Pēteris Lauks

Personal information
- Full name: Pēteris Lauks
- Date of birth: 10 February 1902
- Place of birth: Riga, Russian Empire
- Date of death: 15 March 1984 (aged 82)
- Place of death: Kitchener, Canada
- Position: Defender

Senior career*
- Years: Team / Apps / (Gls)
- 1921–1933: Amatieris
- 1934–1940: RFK
- 1940–1941: RDKA Riga
- 1941: Pērkons Riga
- 1942–1944: RFK

International career
- 1926–1940: Latvia / 38 / (0)

= Pēteris Lauks =

Latvian footballer

Pēteris Lauks (10 February 1902, in Riga – 15 March 1984, in Kitchener, Canada) was a Latvian football defender, one of the most capped footballers for Latvia national football team before World War II.

==Biography==

Lauks began playing football when being a refugee during World War I near Ufa in 1916. Upon returning to Latvia he was a longtime player with Amatieris (from 1921 to 1933. His highest achievement with Amatieris was earning bronze medals in the Latvian Higher League in 1929. Lauks was one of the most reliable defenders in Latvian football of his era and he was called up to the national team a few times in 1926 and 1927, capping three matches in total.

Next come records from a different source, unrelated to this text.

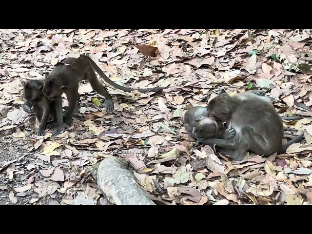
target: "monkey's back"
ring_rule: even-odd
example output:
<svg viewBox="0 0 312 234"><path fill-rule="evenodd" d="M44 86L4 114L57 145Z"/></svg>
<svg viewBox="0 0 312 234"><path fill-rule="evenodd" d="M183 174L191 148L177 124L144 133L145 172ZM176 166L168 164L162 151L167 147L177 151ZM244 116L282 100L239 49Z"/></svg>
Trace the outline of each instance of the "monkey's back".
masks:
<svg viewBox="0 0 312 234"><path fill-rule="evenodd" d="M206 106L192 107L185 112L184 121L194 125L195 119L202 116L209 116L209 113Z"/></svg>
<svg viewBox="0 0 312 234"><path fill-rule="evenodd" d="M249 135L250 150L265 155L280 150L284 127L272 103L251 94L237 94L233 98L236 105L231 118L245 128L245 134Z"/></svg>

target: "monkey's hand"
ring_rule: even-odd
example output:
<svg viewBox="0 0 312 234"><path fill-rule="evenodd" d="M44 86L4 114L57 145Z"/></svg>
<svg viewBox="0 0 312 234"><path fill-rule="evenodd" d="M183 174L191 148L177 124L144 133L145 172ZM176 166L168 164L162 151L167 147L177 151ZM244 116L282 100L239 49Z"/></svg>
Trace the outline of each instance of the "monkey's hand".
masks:
<svg viewBox="0 0 312 234"><path fill-rule="evenodd" d="M46 128L49 128L49 129L53 128L56 126L57 126L57 124L58 124L58 123L55 120L51 121L51 122L49 122L48 123L47 123Z"/></svg>
<svg viewBox="0 0 312 234"><path fill-rule="evenodd" d="M108 113L111 113L114 110L114 103L113 100L106 99L104 104L102 104L100 107L104 107Z"/></svg>
<svg viewBox="0 0 312 234"><path fill-rule="evenodd" d="M224 134L223 134L223 139L230 139L230 138L232 138L235 136L235 133L236 132L235 132L234 129L232 127L229 126L224 131Z"/></svg>
<svg viewBox="0 0 312 234"><path fill-rule="evenodd" d="M73 123L73 118L72 117L69 118L67 115L65 115L63 116L63 122L68 126L70 126L72 125L72 123Z"/></svg>
<svg viewBox="0 0 312 234"><path fill-rule="evenodd" d="M65 132L65 125L64 124L61 124L58 125L58 130L52 133L52 136L58 135L60 133L62 133L64 132Z"/></svg>
<svg viewBox="0 0 312 234"><path fill-rule="evenodd" d="M251 92L258 96L264 96L265 95L265 92L262 90L253 90Z"/></svg>
<svg viewBox="0 0 312 234"><path fill-rule="evenodd" d="M44 136L44 128L39 128L37 130L37 135L38 136Z"/></svg>

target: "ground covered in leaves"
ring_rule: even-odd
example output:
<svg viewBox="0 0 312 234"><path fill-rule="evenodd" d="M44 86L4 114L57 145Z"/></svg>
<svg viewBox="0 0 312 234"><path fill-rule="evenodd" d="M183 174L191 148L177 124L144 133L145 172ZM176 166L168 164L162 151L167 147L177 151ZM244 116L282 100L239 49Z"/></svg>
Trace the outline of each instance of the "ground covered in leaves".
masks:
<svg viewBox="0 0 312 234"><path fill-rule="evenodd" d="M85 169L112 156L129 163L158 204L311 203L312 42L310 30L0 30L0 204L105 204ZM119 84L168 88L143 94L107 86L115 110L107 114L82 82L73 125L37 136L35 117L21 107L20 80L43 78L80 53ZM305 131L303 143L239 162L194 149L185 111L220 87L234 94L244 85L268 88L281 116L301 116L283 122L286 138Z"/></svg>

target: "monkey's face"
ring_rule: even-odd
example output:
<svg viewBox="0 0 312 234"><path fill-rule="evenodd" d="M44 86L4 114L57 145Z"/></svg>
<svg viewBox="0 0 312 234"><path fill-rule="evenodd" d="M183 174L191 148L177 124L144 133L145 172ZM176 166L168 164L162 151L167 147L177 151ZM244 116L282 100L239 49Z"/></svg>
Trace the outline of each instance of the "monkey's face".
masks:
<svg viewBox="0 0 312 234"><path fill-rule="evenodd" d="M231 97L226 93L218 95L213 98L207 106L209 117L216 120L225 122L230 117L232 106Z"/></svg>
<svg viewBox="0 0 312 234"><path fill-rule="evenodd" d="M193 134L197 139L212 138L216 136L218 132L218 124L214 119L202 117L195 120Z"/></svg>
<svg viewBox="0 0 312 234"><path fill-rule="evenodd" d="M34 87L32 83L27 82L24 84L24 98L26 100L36 100L40 98L38 87Z"/></svg>
<svg viewBox="0 0 312 234"><path fill-rule="evenodd" d="M62 96L64 91L67 89L65 87L67 86L63 85L58 85L56 82L46 77L42 87L42 93L49 100L54 101Z"/></svg>

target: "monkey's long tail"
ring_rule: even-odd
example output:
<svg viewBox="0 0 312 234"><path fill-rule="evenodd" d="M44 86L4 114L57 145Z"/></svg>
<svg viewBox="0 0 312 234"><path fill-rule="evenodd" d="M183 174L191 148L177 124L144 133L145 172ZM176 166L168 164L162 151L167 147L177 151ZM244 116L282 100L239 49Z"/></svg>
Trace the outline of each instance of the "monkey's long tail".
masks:
<svg viewBox="0 0 312 234"><path fill-rule="evenodd" d="M282 150L279 153L281 154L284 154L286 153L286 150L288 147L289 147L289 146L291 145L292 145L292 144L294 144L295 143L299 143L300 141L301 141L301 140L302 140L304 138L304 135L303 133L302 133L300 135L297 136L292 140L288 141L285 144L283 145L283 146L282 146Z"/></svg>
<svg viewBox="0 0 312 234"><path fill-rule="evenodd" d="M148 89L133 89L131 88L128 88L127 87L122 86L121 85L119 85L118 84L117 84L116 83L114 82L113 80L111 80L111 79L108 78L105 75L105 74L104 74L104 73L100 69L100 68L98 67L98 65L97 65L97 64L94 62L94 61L93 61L90 57L84 55L80 55L80 56L81 57L83 57L85 58L88 60L88 61L89 61L91 66L92 66L92 67L93 68L93 69L96 70L96 71L98 73L98 75L99 75L102 78L103 78L103 79L105 81L106 81L109 84L110 84L111 85L112 85L114 88L120 89L123 91L131 92L133 90L137 90L139 92L140 92L141 93L147 93L148 92L156 91L157 90L161 90L163 89L167 88L167 87L156 87L155 88L148 88Z"/></svg>

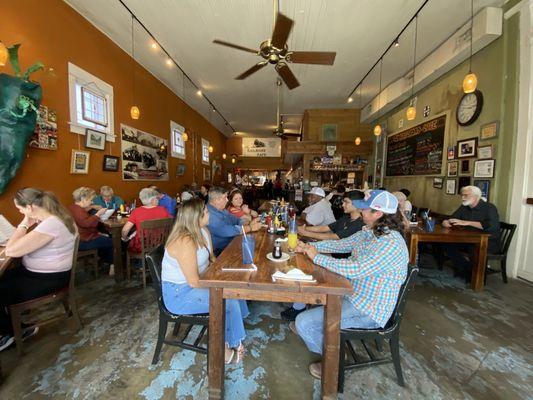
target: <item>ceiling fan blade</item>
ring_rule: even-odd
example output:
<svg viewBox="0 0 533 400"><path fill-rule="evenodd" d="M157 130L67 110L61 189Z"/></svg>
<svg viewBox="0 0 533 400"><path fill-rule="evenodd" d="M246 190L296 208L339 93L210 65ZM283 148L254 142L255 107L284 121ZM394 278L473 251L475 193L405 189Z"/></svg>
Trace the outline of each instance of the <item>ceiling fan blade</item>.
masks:
<svg viewBox="0 0 533 400"><path fill-rule="evenodd" d="M276 71L278 71L279 76L281 76L281 79L283 79L283 82L285 82L285 85L289 89L294 89L298 86L300 86L300 83L298 82L298 79L294 76L292 71L290 70L289 66L284 63L279 63L276 65Z"/></svg>
<svg viewBox="0 0 533 400"><path fill-rule="evenodd" d="M246 79L248 78L250 75L252 75L254 72L257 72L259 71L261 68L263 68L265 65L267 65L268 62L267 61L261 61L261 62L258 62L257 64L255 64L252 68L244 71L242 74L240 74L238 77L236 77L235 79Z"/></svg>
<svg viewBox="0 0 533 400"><path fill-rule="evenodd" d="M249 49L248 47L239 46L238 44L233 44L233 43L230 43L230 42L225 42L225 41L223 41L223 40L215 39L215 40L213 40L213 43L220 44L220 45L222 45L222 46L231 47L231 48L234 48L234 49L237 49L237 50L247 51L248 53L254 53L254 54L257 54L257 53L258 53L257 50Z"/></svg>
<svg viewBox="0 0 533 400"><path fill-rule="evenodd" d="M336 55L333 51L293 51L287 60L295 64L333 65Z"/></svg>
<svg viewBox="0 0 533 400"><path fill-rule="evenodd" d="M294 22L292 19L281 13L278 13L270 44L278 49L283 49L285 47L285 43L287 43L287 39L289 38L293 24Z"/></svg>

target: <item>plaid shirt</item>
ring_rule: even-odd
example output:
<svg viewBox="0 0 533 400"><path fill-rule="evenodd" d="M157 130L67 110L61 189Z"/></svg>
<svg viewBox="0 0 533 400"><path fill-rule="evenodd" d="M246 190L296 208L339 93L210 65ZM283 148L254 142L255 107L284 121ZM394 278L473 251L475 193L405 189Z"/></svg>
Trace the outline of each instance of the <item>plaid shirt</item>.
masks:
<svg viewBox="0 0 533 400"><path fill-rule="evenodd" d="M372 230L363 230L346 239L324 240L312 246L322 253L351 251L351 256L345 259L317 254L313 262L348 278L354 288L348 300L384 327L407 277L409 253L402 235L392 231L375 237Z"/></svg>

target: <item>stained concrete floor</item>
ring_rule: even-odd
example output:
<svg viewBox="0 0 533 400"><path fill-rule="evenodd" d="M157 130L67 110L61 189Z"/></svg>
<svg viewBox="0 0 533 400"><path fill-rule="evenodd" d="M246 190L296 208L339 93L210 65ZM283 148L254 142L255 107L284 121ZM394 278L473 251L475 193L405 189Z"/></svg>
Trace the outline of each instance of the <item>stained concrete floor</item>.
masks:
<svg viewBox="0 0 533 400"><path fill-rule="evenodd" d="M498 275L474 293L451 270L423 269L401 329L407 386L392 365L348 372L344 399L533 399L533 286ZM78 289L84 328L49 326L26 354L0 353L0 399L206 399L206 358L163 347L152 289L102 278ZM226 398L318 399L315 357L279 319L280 304L253 303L244 362L226 372ZM342 398L342 395L340 396Z"/></svg>

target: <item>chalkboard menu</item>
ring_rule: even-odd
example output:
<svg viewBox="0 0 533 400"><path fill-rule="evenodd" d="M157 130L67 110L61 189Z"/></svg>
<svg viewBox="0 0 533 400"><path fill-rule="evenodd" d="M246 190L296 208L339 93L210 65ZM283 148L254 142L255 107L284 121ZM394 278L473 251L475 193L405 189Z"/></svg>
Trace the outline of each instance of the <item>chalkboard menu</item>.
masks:
<svg viewBox="0 0 533 400"><path fill-rule="evenodd" d="M388 137L387 176L439 175L446 115Z"/></svg>

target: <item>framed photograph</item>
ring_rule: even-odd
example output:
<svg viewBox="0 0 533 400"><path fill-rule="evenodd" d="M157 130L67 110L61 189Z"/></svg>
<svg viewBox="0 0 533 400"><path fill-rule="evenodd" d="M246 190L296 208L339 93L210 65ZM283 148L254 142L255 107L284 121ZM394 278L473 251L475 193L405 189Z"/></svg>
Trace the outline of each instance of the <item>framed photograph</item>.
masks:
<svg viewBox="0 0 533 400"><path fill-rule="evenodd" d="M492 145L489 144L488 146L479 146L477 148L477 158L480 160L492 158Z"/></svg>
<svg viewBox="0 0 533 400"><path fill-rule="evenodd" d="M470 186L472 183L471 178L469 176L461 176L459 177L459 184L457 188L457 193L461 193L461 189L465 186Z"/></svg>
<svg viewBox="0 0 533 400"><path fill-rule="evenodd" d="M496 160L477 160L474 163L474 178L494 178Z"/></svg>
<svg viewBox="0 0 533 400"><path fill-rule="evenodd" d="M85 147L96 150L105 149L105 133L92 129L85 129Z"/></svg>
<svg viewBox="0 0 533 400"><path fill-rule="evenodd" d="M104 171L118 172L119 160L115 156L104 156Z"/></svg>
<svg viewBox="0 0 533 400"><path fill-rule="evenodd" d="M88 151L72 150L72 158L70 160L70 173L88 174L90 156L91 153L89 153Z"/></svg>
<svg viewBox="0 0 533 400"><path fill-rule="evenodd" d="M433 178L433 187L435 189L442 189L443 178Z"/></svg>
<svg viewBox="0 0 533 400"><path fill-rule="evenodd" d="M470 172L470 160L461 160L461 174L469 174Z"/></svg>
<svg viewBox="0 0 533 400"><path fill-rule="evenodd" d="M490 181L485 179L479 179L474 181L474 186L481 189L481 196L489 201Z"/></svg>
<svg viewBox="0 0 533 400"><path fill-rule="evenodd" d="M457 142L457 158L475 157L477 138L460 140Z"/></svg>
<svg viewBox="0 0 533 400"><path fill-rule="evenodd" d="M457 181L455 179L446 179L446 194L455 194Z"/></svg>
<svg viewBox="0 0 533 400"><path fill-rule="evenodd" d="M500 121L492 121L488 124L481 125L479 131L479 140L489 140L498 136L500 130Z"/></svg>
<svg viewBox="0 0 533 400"><path fill-rule="evenodd" d="M459 175L459 161L448 161L448 176Z"/></svg>
<svg viewBox="0 0 533 400"><path fill-rule="evenodd" d="M185 164L178 164L176 167L176 176L185 175Z"/></svg>
<svg viewBox="0 0 533 400"><path fill-rule="evenodd" d="M455 146L448 146L448 160L453 160L455 158Z"/></svg>

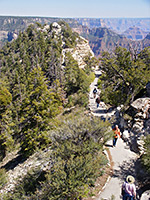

When Lauks was already aged over thirty and his football career was presumably near its end he moved to RFK and made a sudden comeback. With RFK he won three Latvian league titles, became a two-time winner of the Latvian Cup and at the age of 33 returned to the national team. Lauks played in the last international match for Latvia before its loss of independence on 18 July 1940, he was aged 38 at the time. In total between 1926 and 1940 he had played in 38 matches for Latvia – only Ēriks Pētersons, Jānis Lidmanis, Alberts Šeibelis, Vladimirs Bērziņš and Arnolds Tauriņš had more caps for Latvia.

During the first Soviet occupation of Latvia Lauks played with RDKA Riga, during the Nazi occupation – with Pērkons Riga and again with RFK. After World War II Lauks ended up in Germany where he continued playing football until the age of 46. Later he left Germany for Canada where he lived until his death.